Kuşkusuz en önemli sonuç; ülkenin üçüncü büyük metropolünde büyük ve çok şiddetli bir deprem yaşanmış kent yara almıştır. Nedeni yıkılan, hasar gören yapılar, can kayıpları ve evsiz kalmış insanlarımızın bulunmasıdır.
Günümüzde depreme karşı, güvenli yapılaşma, kentleşme ve yaşam kalitesi yüksek bir kent için, yapılması gerekenler bilinmektedir. Gerekenler özetle; 1-Kamu yararını gözeten doğru planlama, 2-Nitelikli tasarım ve projelendirme, 3-Kaliteli malzeme ve işçilik, 4- Ödünsüz etkin kamu yapı denetimidir. Bu aşamalardan herhangi birinin veya birkaçının yanlışlığı depremlerde yıkımlara kayıplara yol açmaktadır.
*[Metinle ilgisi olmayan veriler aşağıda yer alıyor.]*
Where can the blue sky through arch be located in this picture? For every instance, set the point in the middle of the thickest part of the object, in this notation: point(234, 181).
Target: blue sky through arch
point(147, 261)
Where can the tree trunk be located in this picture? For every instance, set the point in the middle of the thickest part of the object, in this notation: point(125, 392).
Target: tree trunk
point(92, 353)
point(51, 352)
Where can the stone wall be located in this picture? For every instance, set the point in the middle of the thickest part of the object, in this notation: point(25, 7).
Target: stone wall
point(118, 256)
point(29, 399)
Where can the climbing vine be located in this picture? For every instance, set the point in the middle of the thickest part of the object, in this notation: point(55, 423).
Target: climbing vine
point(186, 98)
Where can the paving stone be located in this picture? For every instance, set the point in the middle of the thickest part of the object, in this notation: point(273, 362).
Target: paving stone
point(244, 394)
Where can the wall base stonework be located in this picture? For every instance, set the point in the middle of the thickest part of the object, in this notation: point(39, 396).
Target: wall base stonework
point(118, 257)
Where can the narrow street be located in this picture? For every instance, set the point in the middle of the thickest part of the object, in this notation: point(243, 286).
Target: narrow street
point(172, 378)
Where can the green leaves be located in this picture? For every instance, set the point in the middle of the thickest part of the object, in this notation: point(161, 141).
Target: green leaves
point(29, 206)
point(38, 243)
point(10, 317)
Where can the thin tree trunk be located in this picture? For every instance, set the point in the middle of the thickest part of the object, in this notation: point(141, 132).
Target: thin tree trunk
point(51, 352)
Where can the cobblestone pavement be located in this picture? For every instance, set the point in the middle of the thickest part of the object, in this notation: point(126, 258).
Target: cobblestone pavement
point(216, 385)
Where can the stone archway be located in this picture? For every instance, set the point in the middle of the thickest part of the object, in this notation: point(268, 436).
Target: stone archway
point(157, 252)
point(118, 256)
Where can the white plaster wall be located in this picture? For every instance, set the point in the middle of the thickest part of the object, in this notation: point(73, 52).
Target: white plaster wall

Bir başka ifadeyle yıkımlar ve can kayıpları varsa bu kademelerden birinin veya birkaçının yanlış yapıldığı ortadadır.
Depremin sonuçları üzerine çok ayrıntılı analiz ve değerlendirmeler yapılacaktır. Yıkılan yapıların, ağır hasar gören yapıların mevzuat, planlama, tasarım, yapım ve denetim süreç ve aşamalarında yapılan hatalar araştırılacaktır, araştırılmalıdır. Ancak yaşanan felaketin üzerinden henüz birkaç gün geçmeden kentin ve toplumun gündemi hızla değiştiriliyor, başka ülkelerin seçim sonuçları vb. suni gündemler yaratılıyor.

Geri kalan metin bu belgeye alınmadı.